Attitudes toward arms-control measures are having a strong influence on US military posture and strategy planning. A case in point is the belief that the manned bomber is essentially a first-strike, and hence destabilizing, weapon system. Whether this is actually true has thus far not been publicly examined in the full context of national policy. Here this question is analyzed by a knowledgeable Air Force thinker.
This article was prepared with assistance from the Committee of National Security Policy Research of the Social Science Research Council. Observations are those of the author and should not be construed as policies of the United States Air Force, the Joint Chiefs of Staff, or the Department of Defense.

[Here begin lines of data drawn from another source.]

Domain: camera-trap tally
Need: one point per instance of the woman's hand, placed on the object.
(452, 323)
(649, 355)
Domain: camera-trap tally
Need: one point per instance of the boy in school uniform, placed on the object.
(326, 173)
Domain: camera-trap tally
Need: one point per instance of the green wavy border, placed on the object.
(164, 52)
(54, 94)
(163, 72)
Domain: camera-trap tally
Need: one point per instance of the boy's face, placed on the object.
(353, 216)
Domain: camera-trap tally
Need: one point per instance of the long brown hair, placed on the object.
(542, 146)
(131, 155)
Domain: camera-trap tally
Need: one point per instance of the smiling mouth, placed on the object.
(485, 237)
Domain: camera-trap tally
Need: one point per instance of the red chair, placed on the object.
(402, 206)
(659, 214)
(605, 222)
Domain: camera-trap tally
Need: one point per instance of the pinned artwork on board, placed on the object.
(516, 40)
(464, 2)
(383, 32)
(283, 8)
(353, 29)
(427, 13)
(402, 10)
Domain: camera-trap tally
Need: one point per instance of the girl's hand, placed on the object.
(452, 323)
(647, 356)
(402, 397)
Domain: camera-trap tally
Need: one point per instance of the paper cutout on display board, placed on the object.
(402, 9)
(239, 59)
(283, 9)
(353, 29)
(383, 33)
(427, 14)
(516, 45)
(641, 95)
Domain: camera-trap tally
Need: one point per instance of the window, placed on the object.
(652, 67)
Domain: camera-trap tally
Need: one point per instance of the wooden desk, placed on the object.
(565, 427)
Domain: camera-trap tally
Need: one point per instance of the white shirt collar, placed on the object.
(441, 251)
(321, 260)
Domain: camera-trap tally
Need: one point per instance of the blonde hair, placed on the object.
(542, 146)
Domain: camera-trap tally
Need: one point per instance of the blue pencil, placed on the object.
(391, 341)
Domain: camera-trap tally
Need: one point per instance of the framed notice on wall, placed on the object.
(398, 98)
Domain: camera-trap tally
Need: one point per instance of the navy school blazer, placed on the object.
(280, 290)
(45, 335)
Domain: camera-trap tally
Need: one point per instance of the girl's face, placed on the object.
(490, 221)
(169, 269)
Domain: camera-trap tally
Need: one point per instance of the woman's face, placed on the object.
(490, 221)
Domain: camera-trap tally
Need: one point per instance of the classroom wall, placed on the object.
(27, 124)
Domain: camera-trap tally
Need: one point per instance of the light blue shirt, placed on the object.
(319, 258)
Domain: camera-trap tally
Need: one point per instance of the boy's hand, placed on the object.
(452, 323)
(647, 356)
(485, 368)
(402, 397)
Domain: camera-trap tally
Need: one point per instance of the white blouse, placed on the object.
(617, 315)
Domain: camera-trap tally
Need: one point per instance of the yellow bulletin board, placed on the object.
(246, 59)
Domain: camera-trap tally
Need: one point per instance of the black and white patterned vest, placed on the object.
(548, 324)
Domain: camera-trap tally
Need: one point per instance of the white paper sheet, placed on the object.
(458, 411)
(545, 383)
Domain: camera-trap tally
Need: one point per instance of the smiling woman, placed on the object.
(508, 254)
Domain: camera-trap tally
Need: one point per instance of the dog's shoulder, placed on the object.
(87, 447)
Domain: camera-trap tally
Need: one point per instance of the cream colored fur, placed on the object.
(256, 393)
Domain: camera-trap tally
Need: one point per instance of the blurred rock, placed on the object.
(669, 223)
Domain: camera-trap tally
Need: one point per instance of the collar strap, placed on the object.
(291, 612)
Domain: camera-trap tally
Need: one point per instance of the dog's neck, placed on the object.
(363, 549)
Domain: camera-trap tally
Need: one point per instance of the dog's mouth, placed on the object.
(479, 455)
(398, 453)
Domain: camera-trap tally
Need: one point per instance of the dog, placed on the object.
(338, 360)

A bibliography compiled by the Army Library lists more than 300 published books and articles on arms control for the years 1960-61. Regardless of progress or the lack of it in negotiating international arms-control proposals, there has been, and continues to be, a strong influence on US strategy and doctrine as a result of certain unilateral measures justified in terms of arms control.
The reduced priority given to the development of manned aerospace craft is the prime case in point. The reasoning behind the deprecation of military aircraft and manned space vehicles is rather complicated, even esoteric, and deserves a critical analysis.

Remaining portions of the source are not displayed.